Bu sözler üzerine Andrea Verrocchio utangaç bir şekilde gülümsedi ve patavatsızlık yaparken yakalanmış bir çocuk edasıyla bir yığın çizimi kaldırıp aralarından bir eskiz çıkardı. “Monte Oli-veto rahipleri için yapılacak bir Beşaret tablosu üzerine bazı söylentiler var,” diyerek çıkardığı eskizi Ser Piero’nun ellerine bıraktı.
Uzun ve alçak bir bahçenin eskiziydi yaptığı. Bahçenin içinde diz çöken iki figür vardı. Melek Cebrail, taşıdığı haberin büyüklüğüne yakışan şekilde diz çökmüştü ve gözleri Meryem Ana’nın yüzüne kilitlenmişti. Kutsal Annemiz de tarifsiz şekilde tatlı ve zarif görünen bir tevazuyla dizlerinin üzerine çökmüştü. Ser Piero derin bir nefes aldı. Bu resimde ruhundaki tüm iyi şeylere hitap eden bir sadelik vardı.
“Görüyorsun,” dedi Verrocchio, “San Gabriello’yu yukarı bakarken çizdim, bu resimde hiçbir sapkınlık olamaz!”
“Dediğin gibi,” diye yanıtladı Ser Piero, “hiçbir sapkınlık kuşkusu olamaz! San Gabriello gerçekten de iyi bir melek!”
Bir süre sessiz kaldılar. Ser Piero resmi kol mesafesinde tutuyordu, sanatçı ise dikkatle onu izliyordu. Nihayetinde avukat iç geçirerek resmi geri verdi.
“Bu resme ne yaptığını bilmiyorum Andrea,” dedi. “Daha önce gördüğüm hiçbir şeye benzemiyor ve gerçekten çok güzel. Şimdi, Leonardo hakkında konuşalım!”
Andrea ayağa kalktı ve bir şişe yıllanmış Chianti ve birkaç bardak getirdi, çünkü iş konusu arkadaşça sohbetlerden farklıydı ve bir bardak şarap eşliğinde tartışılmalıydı. Bardakları doldurdu, kendisininkini ışığa tuttu, boğazını temizledi ve konuşmaya başladı.

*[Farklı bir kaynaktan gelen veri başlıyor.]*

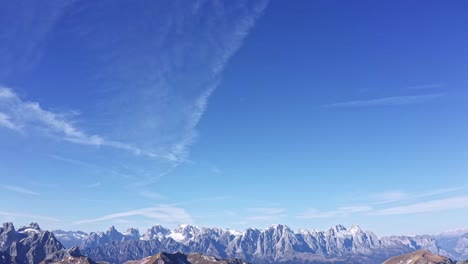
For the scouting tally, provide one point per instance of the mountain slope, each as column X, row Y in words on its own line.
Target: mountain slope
column 419, row 257
column 28, row 244
column 179, row 258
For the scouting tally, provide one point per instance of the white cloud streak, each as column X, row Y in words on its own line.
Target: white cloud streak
column 14, row 215
column 266, row 213
column 19, row 190
column 20, row 115
column 399, row 196
column 164, row 214
column 339, row 212
column 388, row 101
column 438, row 205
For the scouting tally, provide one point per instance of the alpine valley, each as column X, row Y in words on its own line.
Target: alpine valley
column 276, row 244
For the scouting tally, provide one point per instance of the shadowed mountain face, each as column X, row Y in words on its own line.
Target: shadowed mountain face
column 179, row 258
column 28, row 244
column 276, row 244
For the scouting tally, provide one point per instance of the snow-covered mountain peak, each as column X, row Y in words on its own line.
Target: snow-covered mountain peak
column 32, row 228
column 355, row 229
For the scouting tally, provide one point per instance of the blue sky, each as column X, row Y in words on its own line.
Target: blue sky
column 234, row 114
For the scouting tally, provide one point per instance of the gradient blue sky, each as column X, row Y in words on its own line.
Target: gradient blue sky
column 234, row 114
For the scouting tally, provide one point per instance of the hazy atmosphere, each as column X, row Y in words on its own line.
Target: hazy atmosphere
column 234, row 114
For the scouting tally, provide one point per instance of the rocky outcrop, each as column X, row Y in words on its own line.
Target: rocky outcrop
column 28, row 244
column 179, row 258
column 73, row 256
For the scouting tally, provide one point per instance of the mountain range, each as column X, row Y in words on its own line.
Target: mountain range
column 276, row 244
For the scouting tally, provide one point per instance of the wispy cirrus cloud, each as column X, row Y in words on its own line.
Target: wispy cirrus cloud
column 339, row 212
column 381, row 204
column 163, row 214
column 19, row 189
column 437, row 205
column 392, row 100
column 399, row 196
column 426, row 86
column 266, row 213
column 28, row 116
column 15, row 215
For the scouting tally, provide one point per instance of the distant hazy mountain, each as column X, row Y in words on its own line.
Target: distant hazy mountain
column 276, row 244
column 70, row 239
column 179, row 258
column 421, row 257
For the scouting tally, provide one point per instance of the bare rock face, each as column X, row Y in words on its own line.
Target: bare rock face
column 73, row 256
column 179, row 258
column 419, row 257
column 27, row 244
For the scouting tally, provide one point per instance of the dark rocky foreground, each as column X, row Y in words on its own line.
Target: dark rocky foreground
column 277, row 244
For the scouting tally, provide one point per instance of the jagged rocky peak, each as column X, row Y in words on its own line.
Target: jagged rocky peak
column 156, row 232
column 113, row 234
column 132, row 233
column 8, row 226
column 180, row 258
column 184, row 232
column 74, row 252
column 32, row 228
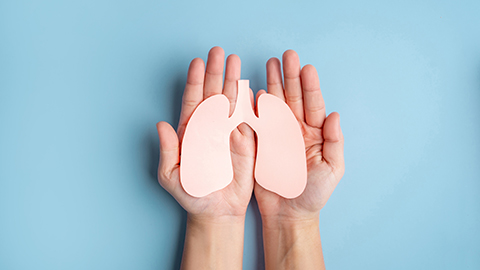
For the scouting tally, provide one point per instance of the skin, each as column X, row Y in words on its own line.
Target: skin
column 291, row 226
column 215, row 223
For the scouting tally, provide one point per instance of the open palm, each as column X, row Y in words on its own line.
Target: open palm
column 232, row 201
column 300, row 89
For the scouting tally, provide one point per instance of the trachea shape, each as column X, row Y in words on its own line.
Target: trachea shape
column 206, row 164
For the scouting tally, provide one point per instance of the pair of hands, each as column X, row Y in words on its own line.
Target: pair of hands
column 300, row 89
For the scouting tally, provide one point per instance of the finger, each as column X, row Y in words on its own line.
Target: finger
column 333, row 143
column 259, row 93
column 242, row 147
column 232, row 74
column 193, row 94
column 274, row 78
column 214, row 72
column 169, row 155
column 312, row 97
column 293, row 86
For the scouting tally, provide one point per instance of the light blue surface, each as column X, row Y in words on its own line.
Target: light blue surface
column 83, row 83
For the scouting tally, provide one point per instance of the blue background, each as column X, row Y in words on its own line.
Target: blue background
column 82, row 84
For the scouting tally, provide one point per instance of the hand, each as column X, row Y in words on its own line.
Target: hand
column 323, row 141
column 215, row 224
column 291, row 233
column 232, row 201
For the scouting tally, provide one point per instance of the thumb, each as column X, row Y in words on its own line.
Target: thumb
column 333, row 143
column 169, row 154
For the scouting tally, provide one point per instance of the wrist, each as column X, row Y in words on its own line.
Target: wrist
column 279, row 222
column 213, row 242
column 292, row 243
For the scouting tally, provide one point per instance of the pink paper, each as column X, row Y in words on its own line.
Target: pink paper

“Ressam hayatı zor bir hayat. Bir ressam, zanaatkârların tüm sıkıntılarını çeker. Oraya ya da buraya gitmesi emredilebilir, fırçasının her vuruşunda işine karışılabilir. Bunun ötesinde, düzenli bir mesleğin sabit geliri ressamlara uzaktır. Leonardo’dan başka oğlun yok, neden onu kendi mesleğinde eğitmiyor, yapmaya değer bir meslekte başarılı olma imkânı sunmuyorsun?”

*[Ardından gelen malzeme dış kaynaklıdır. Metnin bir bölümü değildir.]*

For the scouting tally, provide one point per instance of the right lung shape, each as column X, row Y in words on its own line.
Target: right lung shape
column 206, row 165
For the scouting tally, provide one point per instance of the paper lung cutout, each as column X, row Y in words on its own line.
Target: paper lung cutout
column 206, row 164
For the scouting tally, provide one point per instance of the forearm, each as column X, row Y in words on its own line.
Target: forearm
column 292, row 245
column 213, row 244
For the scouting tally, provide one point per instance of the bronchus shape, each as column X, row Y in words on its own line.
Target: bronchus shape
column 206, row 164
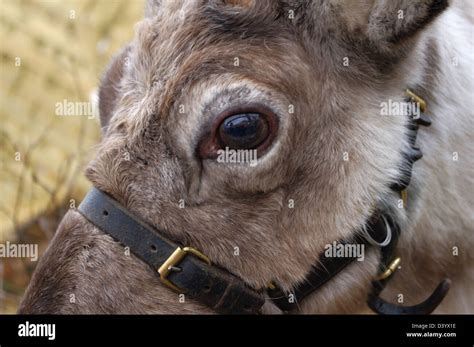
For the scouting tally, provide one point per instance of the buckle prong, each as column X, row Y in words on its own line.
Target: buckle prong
column 174, row 259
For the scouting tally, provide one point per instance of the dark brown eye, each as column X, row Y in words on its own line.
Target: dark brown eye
column 250, row 127
column 243, row 131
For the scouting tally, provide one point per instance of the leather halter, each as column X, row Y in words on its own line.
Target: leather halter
column 186, row 270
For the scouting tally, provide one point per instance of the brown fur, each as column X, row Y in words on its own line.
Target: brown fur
column 183, row 54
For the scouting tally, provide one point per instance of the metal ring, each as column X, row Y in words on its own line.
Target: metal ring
column 385, row 242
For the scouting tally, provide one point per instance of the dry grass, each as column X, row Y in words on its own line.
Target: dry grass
column 50, row 51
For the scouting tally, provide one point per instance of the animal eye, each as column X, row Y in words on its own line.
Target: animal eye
column 243, row 131
column 243, row 128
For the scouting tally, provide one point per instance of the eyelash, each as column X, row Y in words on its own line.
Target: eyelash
column 209, row 143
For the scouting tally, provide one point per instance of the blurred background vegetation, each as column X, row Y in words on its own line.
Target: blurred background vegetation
column 50, row 51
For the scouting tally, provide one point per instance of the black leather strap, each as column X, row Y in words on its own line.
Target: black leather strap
column 210, row 285
column 327, row 268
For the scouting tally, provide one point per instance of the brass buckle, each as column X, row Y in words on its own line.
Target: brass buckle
column 391, row 268
column 175, row 258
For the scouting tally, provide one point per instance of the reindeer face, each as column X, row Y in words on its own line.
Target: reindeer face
column 250, row 130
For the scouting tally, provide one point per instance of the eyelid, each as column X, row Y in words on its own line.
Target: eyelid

“Leonardo ne Latinceyi biraz olsun biliyor ne de hukuk çalışmak için en temel ve gerekli olan itinaya sahip.”
Verrocchio sordu: “Eğer dediğin gibi Medici üzerinde nüfuz sahibiysen neden Piero de Medici’yi Leonardo için bankada bir iş bulmaya ikna etmiyorsun?”

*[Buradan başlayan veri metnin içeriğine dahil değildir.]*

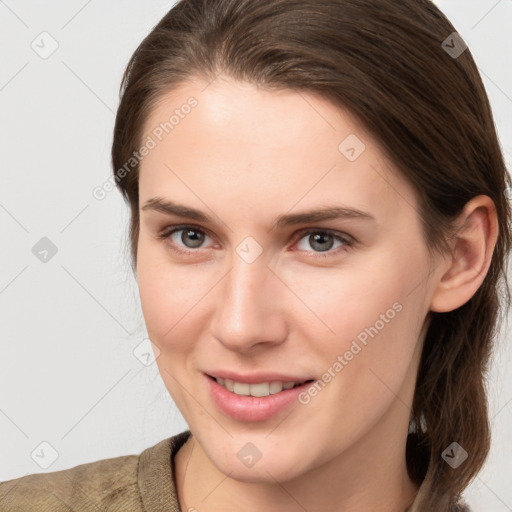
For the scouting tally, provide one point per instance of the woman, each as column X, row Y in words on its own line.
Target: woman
column 319, row 229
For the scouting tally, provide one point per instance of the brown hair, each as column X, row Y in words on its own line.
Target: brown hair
column 384, row 61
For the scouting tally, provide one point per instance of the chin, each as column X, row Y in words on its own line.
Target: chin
column 275, row 467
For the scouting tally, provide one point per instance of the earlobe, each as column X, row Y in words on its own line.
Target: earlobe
column 470, row 259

Ser Piero yanıtladı: “Leonardo’nun iş hayatı konusunda hiçbir yeteneği de Messer Lorenzo’nun hoşnutluğunu kazanmaya yetecek bir bilgi birikimi de yok.”
“Eğer Leonardo’nun iş konusunda da eğitim konusunda da hiç yeteneği yoksa ona neden gümrükte bir iş bulmuyorsun? Orası nüfuzu olup yeteneği olmayanlar için kaçış noktası haline gelmiş gibi görünüyor.”